Have you been wondering about the environmental impact associated with our rapid development of shale gas as a fuel source? This Web Forum takes a unique approach compared to other joint AIChE - AWMA Web Forums focused on emerging regulatory issues/compliance. It provides the latest research results regarding air quality implications of shale gas development, from speakers who are on the cutting-edge of understanding the characteristics of air emissions from shale gas. Two recent studies from the Barnet Shale play are discussed.
- One assessed air quality in an area of active shale gas development through four study components: air toxics ambient monitoring; wellpad-specific point sources testing; dispersion modeling; and a health assessment. Results were compared to both short and long-term health-based screening levels, to guide public safety decision-making around setback provisions, which limit how close natural gas well pads and compressor stations may be to residences and other publically accessible locations.
- The second effort computed life-cycle GHG emissions from the life cycle of gas production, processing, transmission and use for power generation. Shale and conventional gas were compared to coal and other electricity generation technologies. During the study, oil and gas sector activity factors, emission source characteristics and VOC emissions inventory data were translated to methane and CO2 emissions through a methodology that can be applied to other shale gas plays.

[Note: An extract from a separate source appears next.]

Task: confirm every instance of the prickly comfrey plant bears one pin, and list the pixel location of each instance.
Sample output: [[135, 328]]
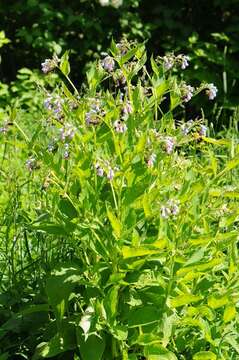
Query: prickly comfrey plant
[[144, 201]]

Together these studies inform policy, regulation, and practice in this rapidly expanding area; and make an interesting Web Forum for regulatory agency, research, consulting, and corporate decision makers.
Garvin Heath is a senior scientist in the Strategic Energy Analysis Center of the National Renewable Energy Laboratory. At NREL he specializes in analyzing the environmental impacts of energy systems using the tools of life cycle assessment, air quality modeling and sustainability analysis. He received his PhD in Energy and Resources from the Energy and Resources Group of the University of California Berkeley in 2006. He also holds an MS degree in Environmental Engineering from UC Berkeley.